Tarihi MÖ 7000'li yıllara dayanan ve farklı mitolojilerde kendine. yer bulan alkollü içki bal şarabına dair bilgiler.
Tanrıların İçkisi Olarak da Bilinen Mitolojideki İlk Alkollü İçki: Bal Şarabı

kimilerine göre ilk içki, eski insanlara göre tanrıların içkisi, tanrıların nektarı, ambrosia, tej, mead gibi isimler alan efsanelere konu olmuş bir içkidir bal şarabı. geçmişi mö 7000'li yıllara kadar dayanmaktadır. insanoğlu her şeye olduğu gibi bu içkiye de hikayeler, methiyeler ve efsaneler düzmüştür.

eski yunanlar, baharın ilk yağmurlarıyla balı karıştırırlar ve sıcak bir şöminenin yanına koyarlarmış sonra oluşan bal şarabını tanrıça afrodit'i onurlandırmak için kullanırlarmış ve tapınaktaki kahinler bunu içer geleceği görmeye çalışırlarmış.

iskandinavlar vikingleri ve savaşçıları, bal şarabını sadece savaşta ölenler için ayrılmış tanrıların yaşadığı büyük bir bina olan valhalla'ya ulaştıktan sonra güzel bir kız tarafından verilen bir şampiyon içeceği olarak kabul ederlermiş.

ayrıca içkinin yapılışıyla ilgili şöyle bir mit vardır: mead of poetry

mit şöyle geçer: aesir-vanir savaşı sonrası tanrılar bir ateşkes anlaşması yaparlar ve
tanrılar bir fıçıya tükürerek yaptıkları ateşkesi mühürlediler. ayrıca bu ateşkesin sembolünü korumak için, tükürüklerinden kvasir adlı bilge bir adam yarattılar. kvasir insanlığa bilgi vermek için dünyayı dolaşmaya başladı.

ve bir gün cüce olan fjalar ve galar'ı ziyaret eder. fakat cüceler onu kandırarak öldürdüler ve kanını iki fıçıya, adları boden ve rerdrer adlı bir kaba dökerler. kanını balla karıştırırlar, böylece onu içen herkesi şair ya da bilgine(içki, şiirsel ilham için bir metafordur aslında , genellikle çılgınca öfke veya tanrısal özellikler kazandıran) dönüştüren bir mead yaratırlar. tanrılar sonrasında kaybolan kvasir'i aradılar fakat cüceler tanrılara kvasir'in bir kaza sonucu boğulduğunu açıkladılar.

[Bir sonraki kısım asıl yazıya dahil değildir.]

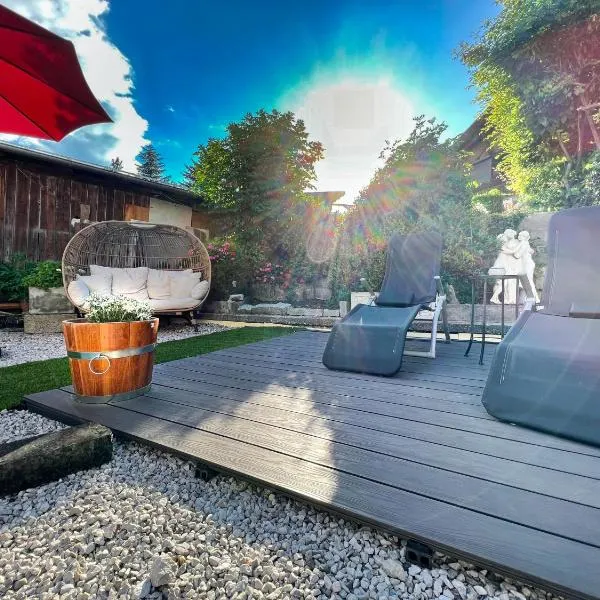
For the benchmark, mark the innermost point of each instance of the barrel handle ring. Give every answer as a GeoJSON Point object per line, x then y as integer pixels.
{"type": "Point", "coordinates": [100, 355]}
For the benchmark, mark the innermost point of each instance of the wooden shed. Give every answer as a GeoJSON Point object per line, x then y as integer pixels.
{"type": "Point", "coordinates": [45, 199]}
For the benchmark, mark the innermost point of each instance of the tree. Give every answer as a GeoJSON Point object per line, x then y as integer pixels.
{"type": "Point", "coordinates": [116, 164]}
{"type": "Point", "coordinates": [536, 67]}
{"type": "Point", "coordinates": [423, 185]}
{"type": "Point", "coordinates": [150, 164]}
{"type": "Point", "coordinates": [259, 172]}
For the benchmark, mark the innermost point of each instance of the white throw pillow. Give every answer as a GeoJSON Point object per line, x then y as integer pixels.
{"type": "Point", "coordinates": [97, 284]}
{"type": "Point", "coordinates": [183, 282]}
{"type": "Point", "coordinates": [98, 270]}
{"type": "Point", "coordinates": [159, 284]}
{"type": "Point", "coordinates": [131, 283]}
{"type": "Point", "coordinates": [78, 292]}
{"type": "Point", "coordinates": [200, 290]}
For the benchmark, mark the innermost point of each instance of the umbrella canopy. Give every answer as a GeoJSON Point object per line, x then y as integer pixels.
{"type": "Point", "coordinates": [43, 92]}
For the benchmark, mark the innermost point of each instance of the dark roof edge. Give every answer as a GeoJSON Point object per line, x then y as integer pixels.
{"type": "Point", "coordinates": [64, 161]}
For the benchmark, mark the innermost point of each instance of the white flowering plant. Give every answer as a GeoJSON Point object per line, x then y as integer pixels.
{"type": "Point", "coordinates": [113, 309]}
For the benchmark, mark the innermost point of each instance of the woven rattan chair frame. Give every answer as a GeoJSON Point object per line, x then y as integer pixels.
{"type": "Point", "coordinates": [126, 244]}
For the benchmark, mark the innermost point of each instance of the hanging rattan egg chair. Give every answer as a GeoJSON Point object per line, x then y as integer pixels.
{"type": "Point", "coordinates": [127, 245]}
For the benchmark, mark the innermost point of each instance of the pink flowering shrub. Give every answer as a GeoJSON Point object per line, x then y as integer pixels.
{"type": "Point", "coordinates": [273, 274]}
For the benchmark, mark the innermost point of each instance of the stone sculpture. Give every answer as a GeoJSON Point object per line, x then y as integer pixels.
{"type": "Point", "coordinates": [514, 258]}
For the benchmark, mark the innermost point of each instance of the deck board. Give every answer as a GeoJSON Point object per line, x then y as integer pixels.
{"type": "Point", "coordinates": [416, 454]}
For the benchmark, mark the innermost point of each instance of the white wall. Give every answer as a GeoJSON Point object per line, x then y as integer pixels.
{"type": "Point", "coordinates": [168, 213]}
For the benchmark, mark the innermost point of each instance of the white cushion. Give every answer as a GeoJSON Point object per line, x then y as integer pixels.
{"type": "Point", "coordinates": [200, 290]}
{"type": "Point", "coordinates": [97, 284]}
{"type": "Point", "coordinates": [159, 283]}
{"type": "Point", "coordinates": [98, 270]}
{"type": "Point", "coordinates": [183, 282]}
{"type": "Point", "coordinates": [131, 283]}
{"type": "Point", "coordinates": [78, 292]}
{"type": "Point", "coordinates": [159, 304]}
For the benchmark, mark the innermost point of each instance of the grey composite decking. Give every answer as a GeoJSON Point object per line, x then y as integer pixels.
{"type": "Point", "coordinates": [415, 454]}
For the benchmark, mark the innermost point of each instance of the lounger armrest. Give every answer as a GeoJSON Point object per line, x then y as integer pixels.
{"type": "Point", "coordinates": [580, 311]}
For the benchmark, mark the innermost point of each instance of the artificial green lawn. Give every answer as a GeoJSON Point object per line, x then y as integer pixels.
{"type": "Point", "coordinates": [18, 380]}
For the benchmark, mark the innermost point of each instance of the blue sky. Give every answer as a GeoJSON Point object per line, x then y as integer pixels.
{"type": "Point", "coordinates": [176, 72]}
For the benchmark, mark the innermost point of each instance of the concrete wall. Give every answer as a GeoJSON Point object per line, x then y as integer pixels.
{"type": "Point", "coordinates": [169, 213]}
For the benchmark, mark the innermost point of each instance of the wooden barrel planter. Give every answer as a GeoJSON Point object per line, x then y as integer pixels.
{"type": "Point", "coordinates": [110, 361]}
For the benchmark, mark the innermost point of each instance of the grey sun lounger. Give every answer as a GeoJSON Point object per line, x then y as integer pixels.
{"type": "Point", "coordinates": [371, 338]}
{"type": "Point", "coordinates": [546, 372]}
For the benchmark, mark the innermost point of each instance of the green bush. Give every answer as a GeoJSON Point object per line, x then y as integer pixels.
{"type": "Point", "coordinates": [492, 200]}
{"type": "Point", "coordinates": [47, 274]}
{"type": "Point", "coordinates": [12, 274]}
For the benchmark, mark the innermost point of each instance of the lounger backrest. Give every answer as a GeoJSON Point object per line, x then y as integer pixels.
{"type": "Point", "coordinates": [412, 263]}
{"type": "Point", "coordinates": [572, 281]}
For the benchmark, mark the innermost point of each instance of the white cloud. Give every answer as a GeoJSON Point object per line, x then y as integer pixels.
{"type": "Point", "coordinates": [352, 117]}
{"type": "Point", "coordinates": [108, 73]}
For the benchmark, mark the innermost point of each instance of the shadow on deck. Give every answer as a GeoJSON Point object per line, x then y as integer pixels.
{"type": "Point", "coordinates": [415, 454]}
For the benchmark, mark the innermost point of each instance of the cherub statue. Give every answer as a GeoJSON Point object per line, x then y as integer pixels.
{"type": "Point", "coordinates": [524, 253]}
{"type": "Point", "coordinates": [507, 263]}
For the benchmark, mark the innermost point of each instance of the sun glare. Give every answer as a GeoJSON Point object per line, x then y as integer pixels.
{"type": "Point", "coordinates": [352, 118]}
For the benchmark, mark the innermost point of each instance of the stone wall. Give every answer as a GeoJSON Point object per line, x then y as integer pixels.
{"type": "Point", "coordinates": [459, 315]}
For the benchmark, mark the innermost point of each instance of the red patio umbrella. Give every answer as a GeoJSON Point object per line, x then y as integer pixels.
{"type": "Point", "coordinates": [43, 92]}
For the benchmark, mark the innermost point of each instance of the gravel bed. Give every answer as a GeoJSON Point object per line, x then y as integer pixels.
{"type": "Point", "coordinates": [18, 347]}
{"type": "Point", "coordinates": [143, 526]}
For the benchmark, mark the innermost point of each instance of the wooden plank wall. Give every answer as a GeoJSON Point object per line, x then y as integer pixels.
{"type": "Point", "coordinates": [36, 209]}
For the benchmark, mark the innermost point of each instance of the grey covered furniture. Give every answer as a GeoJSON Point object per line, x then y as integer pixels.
{"type": "Point", "coordinates": [546, 372]}
{"type": "Point", "coordinates": [370, 339]}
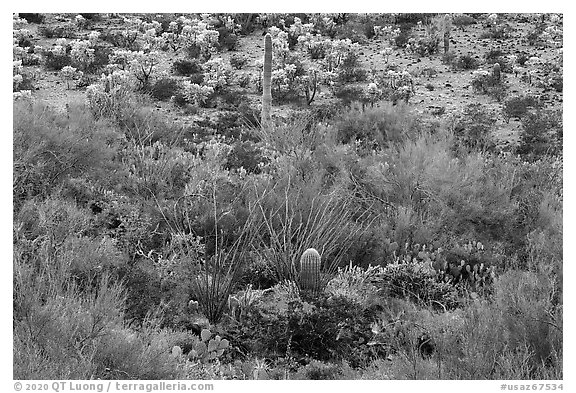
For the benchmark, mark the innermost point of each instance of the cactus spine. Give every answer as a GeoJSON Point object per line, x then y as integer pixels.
{"type": "Point", "coordinates": [266, 83]}
{"type": "Point", "coordinates": [447, 26]}
{"type": "Point", "coordinates": [310, 270]}
{"type": "Point", "coordinates": [496, 71]}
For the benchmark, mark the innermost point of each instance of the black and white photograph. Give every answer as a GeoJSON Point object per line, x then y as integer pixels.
{"type": "Point", "coordinates": [287, 196]}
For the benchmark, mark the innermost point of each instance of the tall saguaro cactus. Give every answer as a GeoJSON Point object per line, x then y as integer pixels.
{"type": "Point", "coordinates": [447, 27]}
{"type": "Point", "coordinates": [496, 71]}
{"type": "Point", "coordinates": [310, 270]}
{"type": "Point", "coordinates": [266, 83]}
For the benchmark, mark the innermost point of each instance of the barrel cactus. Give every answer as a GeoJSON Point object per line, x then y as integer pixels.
{"type": "Point", "coordinates": [267, 82]}
{"type": "Point", "coordinates": [310, 270]}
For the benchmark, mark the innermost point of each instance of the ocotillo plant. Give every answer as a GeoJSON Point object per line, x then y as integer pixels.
{"type": "Point", "coordinates": [310, 270]}
{"type": "Point", "coordinates": [266, 83]}
{"type": "Point", "coordinates": [496, 71]}
{"type": "Point", "coordinates": [447, 26]}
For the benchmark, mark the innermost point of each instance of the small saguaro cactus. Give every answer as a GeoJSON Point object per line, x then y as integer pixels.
{"type": "Point", "coordinates": [310, 270]}
{"type": "Point", "coordinates": [496, 71]}
{"type": "Point", "coordinates": [447, 26]}
{"type": "Point", "coordinates": [267, 83]}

sonra cüceler bir dev olan gilling ve karısı davet ettiler ve onları öldürdüler . eve dönmediklerini fark eden devin oğlu suttung onları bulmaya gider. cüceleri sıkıştırır ve gerçeği öğrenir. tam cüceleri öldürecekken cüceler bir anlaşma teklif eder ve yaptıkları mead kefaret için teklif eder. suttung bu teklifi kabul eder. bunun üzerine mead'i alır ve bir mağarada sakladı ve kızı gunlod'a mead'i korumasını emretti.

suttung öylesine övünürdü ki mead'in hikayesi aesir tanrılarına ulaştı. daha sonra odin kendini bir dev gibi gizledi ve jotunheim'a gitti. kendisine bolverk dedi. suttung'un kardeşi baugi için çalışan dokuz kölenin tırpanlarını keskinleştirdi. dokuz köle, dikkatlice keskinleştirilmiş tırpanlarla birbirlerini öldürmeyi başladı. baugi, elinde köle olmadığı için bolverk'i işe aldı ve bolverk güçlü görünüyordu ve dinlenmeye ihtiyacı yoktu. odin büyüsünü kullandı ve sıkı çalıştı. baugi, erkek kardeşinin adına bir yudum mead vereceğine söyledi. bolverk işini bitirdiğinde, baugi kardeşinden bir yudum mead istedi, ancak suttung reddetti.

bunun üzerine baugi mağaraya bir delik açtı sonra odin çabucak kendini bir yılana dönüştürdü ve içeri girdi. mağarada, çok uzun zamandır yalnız olan gunlod, odin'i uzun boylu ve yakışıklı bir adam şeklinde gördü ve babasının tüm emirlerini unuttu. gunlod odin'i üç gün üç gece eğlendirdi. sonunda gunlod, odin'e mead'in fıçılarından bir yudum teklif etti. odin daha sonra tüm fıçıları içti, kendini kartal haline getirdi ve asgard'a uçtu.

keltler, cennetten geçen bir mead nehrine varlığına inanırlar ve onlara tanrısallık özeliğini kazandıracağını söylerler ve anglo-saksonlar mead'in bilgi, şiir ve ölümsüzlüğe getirdiğine inanırlardı.

ayrıca balayı teriminin buradan geldiği söylenir ve yeni evlilere mead hediye edilirmiş ki doğurganlığı artırsın ailelerini büyütsün diye.

bu bahar bende evde yapacağım ve homo deus'a yükseleceğim.